Junit In Java


                   Junit In Java

JUnit is a renowned framework in Java, utilized for unit testing. It is a part of the xUnit architecture designed for unit testing frameworks. The principle JUnit advocates is “test before coding”, which focuses on setting up the test data initially for a code segment that can be tested first and then executed.

JUnit comes with a host of key features:

  1. Assertions: They are employed to check the anticipated results. Primarily, they are utilized in unit testing and are usually viewed as the actual examination within the testing method.

  2. Test Suites: If multiple test classes are present, they can be amalgamated into a test suite. Executing this suite will run all the test methods across all the classes.

  3. Test Runners: They are employed to execute the test cases.

  4. Annotations: JUnit provides a set of annotations which are beneficial for the configuration, execution, and teardown of test cases.

The most frequently used annotations are:

  • @Test: It notifies JUnit that the public void method it’s attached to can be executed as a test case.

  • @Before: It is used to set up the testing environment before every test.

  • @After: It is used to clean up the test environment after every test.

  • @BeforeClass: It is performed once before any of the test methods in the class are run. It’s typically used for one-time setups, such as database connections.

  • @AfterClass: It is performed once after all the tests in the class have been run. It’s usually used for one-time teardowns, such as database disconnections.

  • @Ignore: It’s used to bypass the test and not execute it.

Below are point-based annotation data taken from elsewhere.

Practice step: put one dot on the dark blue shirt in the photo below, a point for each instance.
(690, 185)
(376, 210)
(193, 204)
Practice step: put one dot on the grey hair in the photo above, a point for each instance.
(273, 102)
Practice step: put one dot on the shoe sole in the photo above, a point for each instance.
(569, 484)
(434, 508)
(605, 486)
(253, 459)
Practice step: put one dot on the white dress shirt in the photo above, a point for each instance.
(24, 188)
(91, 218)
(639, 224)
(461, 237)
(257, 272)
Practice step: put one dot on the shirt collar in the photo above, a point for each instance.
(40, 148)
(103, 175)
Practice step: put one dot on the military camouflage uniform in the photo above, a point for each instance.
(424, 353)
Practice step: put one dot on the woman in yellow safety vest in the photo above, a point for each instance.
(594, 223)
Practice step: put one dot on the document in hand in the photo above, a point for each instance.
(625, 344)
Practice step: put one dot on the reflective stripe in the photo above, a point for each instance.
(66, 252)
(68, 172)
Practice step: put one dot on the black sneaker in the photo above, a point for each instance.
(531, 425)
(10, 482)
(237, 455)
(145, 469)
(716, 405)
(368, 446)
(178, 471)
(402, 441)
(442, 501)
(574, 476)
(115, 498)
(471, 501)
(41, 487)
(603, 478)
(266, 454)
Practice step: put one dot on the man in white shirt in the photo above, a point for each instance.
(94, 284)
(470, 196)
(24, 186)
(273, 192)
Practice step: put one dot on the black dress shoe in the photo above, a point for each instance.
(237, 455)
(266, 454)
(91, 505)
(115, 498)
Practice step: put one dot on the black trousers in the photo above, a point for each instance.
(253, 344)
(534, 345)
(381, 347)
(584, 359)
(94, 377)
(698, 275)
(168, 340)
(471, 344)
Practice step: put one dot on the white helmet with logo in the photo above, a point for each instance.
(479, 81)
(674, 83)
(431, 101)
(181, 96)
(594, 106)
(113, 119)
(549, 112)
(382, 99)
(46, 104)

Here’s an example of a simple JUnit test:


import org.junit.*;

public class BasicTest {
public void testSum() {
int x = 5;
int y = 10;
int sum = x + y;
Assert.assertEquals(15, sum);

In this test, the @Test annotation notifies JUnit that testSum() is a test case. Within this test case, we use an assertion to verify if the outcome of the sum operation is as predicted.

It’s crucial to import the required JUnit classes at the beginning of your test class. For the above instance, we need to import org.junit.*.